There weren't many people at the dispensary to receive their immunizations. One nurse explained, "As with the feeding program, the EPI (Extended Program for Immunization) also suffers whenever there is a military maneuver. Only it's worse with the EPI, because it is crucial that we keep track of these children. Most of the injections they receive need to be repeated periodically over a period of a few months. If we immunize a child once for polio, then he disappears into the bush, we can't give him the follow-up injection. But they'll come back," he said optimistically. "Sometimes it takes one or two weeks."

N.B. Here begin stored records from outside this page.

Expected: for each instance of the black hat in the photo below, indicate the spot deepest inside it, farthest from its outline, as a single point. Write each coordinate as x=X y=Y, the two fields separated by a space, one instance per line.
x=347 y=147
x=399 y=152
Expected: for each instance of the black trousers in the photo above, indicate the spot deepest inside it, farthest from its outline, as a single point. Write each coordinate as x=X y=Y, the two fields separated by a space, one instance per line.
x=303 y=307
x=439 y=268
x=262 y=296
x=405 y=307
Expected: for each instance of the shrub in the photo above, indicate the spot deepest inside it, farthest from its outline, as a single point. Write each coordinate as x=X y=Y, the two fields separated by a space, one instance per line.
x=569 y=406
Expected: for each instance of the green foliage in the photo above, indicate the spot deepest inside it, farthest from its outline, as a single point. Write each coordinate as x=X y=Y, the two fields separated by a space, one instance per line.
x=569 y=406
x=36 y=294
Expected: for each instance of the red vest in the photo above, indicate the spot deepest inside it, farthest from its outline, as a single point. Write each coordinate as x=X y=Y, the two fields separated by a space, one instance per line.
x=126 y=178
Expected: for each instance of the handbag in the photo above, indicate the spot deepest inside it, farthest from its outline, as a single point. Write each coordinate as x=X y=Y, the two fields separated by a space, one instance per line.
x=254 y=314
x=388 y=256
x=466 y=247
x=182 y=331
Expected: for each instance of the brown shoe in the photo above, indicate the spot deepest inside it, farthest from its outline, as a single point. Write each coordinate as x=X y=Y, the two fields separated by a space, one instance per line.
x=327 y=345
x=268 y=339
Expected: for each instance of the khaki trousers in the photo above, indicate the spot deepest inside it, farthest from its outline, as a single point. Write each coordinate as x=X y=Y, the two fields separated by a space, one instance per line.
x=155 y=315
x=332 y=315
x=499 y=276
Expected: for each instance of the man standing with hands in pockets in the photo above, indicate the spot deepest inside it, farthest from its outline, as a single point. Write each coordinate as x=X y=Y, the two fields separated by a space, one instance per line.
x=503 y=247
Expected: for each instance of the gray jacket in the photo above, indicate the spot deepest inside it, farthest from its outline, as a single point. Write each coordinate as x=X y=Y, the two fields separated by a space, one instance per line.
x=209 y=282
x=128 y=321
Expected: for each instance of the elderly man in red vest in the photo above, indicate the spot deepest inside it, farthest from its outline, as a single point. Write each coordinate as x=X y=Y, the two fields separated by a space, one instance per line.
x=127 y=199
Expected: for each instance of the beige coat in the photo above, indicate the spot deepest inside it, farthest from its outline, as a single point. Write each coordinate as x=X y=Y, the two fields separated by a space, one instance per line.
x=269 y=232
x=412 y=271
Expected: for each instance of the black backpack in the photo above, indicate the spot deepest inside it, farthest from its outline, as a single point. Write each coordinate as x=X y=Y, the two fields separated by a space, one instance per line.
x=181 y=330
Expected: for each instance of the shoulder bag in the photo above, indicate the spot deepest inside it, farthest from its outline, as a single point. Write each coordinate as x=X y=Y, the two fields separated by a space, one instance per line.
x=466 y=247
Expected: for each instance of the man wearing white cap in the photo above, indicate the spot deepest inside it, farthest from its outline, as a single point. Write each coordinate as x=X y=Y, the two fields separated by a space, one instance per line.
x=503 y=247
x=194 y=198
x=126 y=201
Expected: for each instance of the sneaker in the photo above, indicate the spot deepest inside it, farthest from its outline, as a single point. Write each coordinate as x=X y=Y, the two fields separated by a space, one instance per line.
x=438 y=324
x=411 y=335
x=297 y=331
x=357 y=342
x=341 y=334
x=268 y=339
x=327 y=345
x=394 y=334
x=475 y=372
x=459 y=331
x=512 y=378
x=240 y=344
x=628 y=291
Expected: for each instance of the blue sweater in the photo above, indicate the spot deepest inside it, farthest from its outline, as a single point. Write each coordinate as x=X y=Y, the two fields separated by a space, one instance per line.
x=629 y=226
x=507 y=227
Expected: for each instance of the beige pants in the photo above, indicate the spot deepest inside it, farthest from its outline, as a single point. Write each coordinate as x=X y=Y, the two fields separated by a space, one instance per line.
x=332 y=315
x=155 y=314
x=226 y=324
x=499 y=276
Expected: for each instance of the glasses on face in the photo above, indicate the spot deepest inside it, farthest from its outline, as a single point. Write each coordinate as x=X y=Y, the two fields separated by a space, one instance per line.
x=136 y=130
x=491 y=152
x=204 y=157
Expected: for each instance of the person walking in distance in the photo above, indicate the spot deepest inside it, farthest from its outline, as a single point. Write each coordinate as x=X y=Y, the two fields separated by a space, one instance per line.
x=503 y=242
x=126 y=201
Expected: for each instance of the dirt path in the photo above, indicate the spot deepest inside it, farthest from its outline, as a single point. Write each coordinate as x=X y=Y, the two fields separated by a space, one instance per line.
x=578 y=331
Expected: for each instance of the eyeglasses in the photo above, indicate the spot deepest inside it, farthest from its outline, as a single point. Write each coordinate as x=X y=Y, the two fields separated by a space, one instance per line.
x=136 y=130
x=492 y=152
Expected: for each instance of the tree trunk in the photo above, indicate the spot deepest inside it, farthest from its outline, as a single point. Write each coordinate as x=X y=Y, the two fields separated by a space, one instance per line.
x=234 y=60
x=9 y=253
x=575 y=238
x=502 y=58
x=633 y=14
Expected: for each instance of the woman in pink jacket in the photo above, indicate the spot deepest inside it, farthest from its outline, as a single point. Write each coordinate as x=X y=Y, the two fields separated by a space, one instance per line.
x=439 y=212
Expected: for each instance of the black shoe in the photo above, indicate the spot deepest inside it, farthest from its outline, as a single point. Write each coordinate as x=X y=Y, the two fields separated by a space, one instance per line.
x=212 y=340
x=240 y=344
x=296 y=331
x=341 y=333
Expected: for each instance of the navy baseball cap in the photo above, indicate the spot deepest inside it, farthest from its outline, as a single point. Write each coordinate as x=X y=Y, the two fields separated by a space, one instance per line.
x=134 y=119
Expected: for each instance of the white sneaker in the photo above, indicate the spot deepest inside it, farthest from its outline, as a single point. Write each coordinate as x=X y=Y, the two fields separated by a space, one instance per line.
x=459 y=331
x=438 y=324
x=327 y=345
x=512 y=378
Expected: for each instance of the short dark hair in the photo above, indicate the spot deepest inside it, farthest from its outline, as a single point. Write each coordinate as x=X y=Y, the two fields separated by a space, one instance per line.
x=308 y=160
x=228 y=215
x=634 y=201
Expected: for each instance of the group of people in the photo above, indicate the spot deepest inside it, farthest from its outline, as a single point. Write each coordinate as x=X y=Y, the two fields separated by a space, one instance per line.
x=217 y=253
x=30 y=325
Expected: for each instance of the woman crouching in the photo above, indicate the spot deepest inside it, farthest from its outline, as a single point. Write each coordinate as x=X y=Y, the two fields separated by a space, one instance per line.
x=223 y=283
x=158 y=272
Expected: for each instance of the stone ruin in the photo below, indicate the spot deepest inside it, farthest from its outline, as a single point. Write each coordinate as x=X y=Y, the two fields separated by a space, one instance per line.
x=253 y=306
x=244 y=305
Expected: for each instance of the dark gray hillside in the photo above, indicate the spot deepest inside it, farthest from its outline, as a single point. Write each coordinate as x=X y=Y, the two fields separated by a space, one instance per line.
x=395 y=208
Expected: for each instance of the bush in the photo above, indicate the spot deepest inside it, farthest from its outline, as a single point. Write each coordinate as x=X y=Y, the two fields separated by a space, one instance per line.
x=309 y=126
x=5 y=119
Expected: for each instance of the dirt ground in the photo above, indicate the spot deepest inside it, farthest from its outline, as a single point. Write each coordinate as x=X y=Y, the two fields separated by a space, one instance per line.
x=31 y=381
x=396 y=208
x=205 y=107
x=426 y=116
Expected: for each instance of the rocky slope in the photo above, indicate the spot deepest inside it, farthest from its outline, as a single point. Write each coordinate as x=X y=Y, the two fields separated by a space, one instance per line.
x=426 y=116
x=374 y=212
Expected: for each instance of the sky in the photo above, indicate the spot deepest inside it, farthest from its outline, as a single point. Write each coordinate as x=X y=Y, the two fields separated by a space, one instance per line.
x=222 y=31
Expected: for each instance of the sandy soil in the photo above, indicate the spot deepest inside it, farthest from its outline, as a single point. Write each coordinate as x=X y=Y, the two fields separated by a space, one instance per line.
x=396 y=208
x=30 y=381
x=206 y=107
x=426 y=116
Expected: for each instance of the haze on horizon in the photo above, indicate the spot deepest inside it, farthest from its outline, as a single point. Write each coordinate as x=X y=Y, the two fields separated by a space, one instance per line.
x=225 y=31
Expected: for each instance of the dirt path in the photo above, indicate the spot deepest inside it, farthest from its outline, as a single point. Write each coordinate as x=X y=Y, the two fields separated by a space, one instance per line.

Nevertheless, the mobile immunization team went about their business that day in Baidit, vaccinating perhaps a dozen or so mothers and children in the decrepit, sparse facility. Kuei Malou brought her nine-month-old daughter for immunizations, walking to the dispensary from two miles away. Looking deeply depressed and far older than her twenty years, she proceeded zombie-like through the motions of having her baby Akom orally administered a polio vaccine, and showed little reaction when she herself was injected in the arm with a tetanus toxoid vaccine. When asked, Kuei Malou explained that although she hadn't been turned a Christian by the missionaries, and still followed traditional Dinka beliefs, she was glad for the opportunity to immunize her children from the measles and diphtheria that were killing people. "I was told that this immunization was protecting. I like my children to be immunized," she said without expression, through an interpreter.

Greed, exploitation, power, racism. The world here seems insane, and one can't help but view these events with a jaundiced eye. It is unspeakably sad for the victims: the innocents, the peasants, the children and the elderly; non-political villagers who could care less who their leaders are, as long as they are left in peace to carry on simple lives.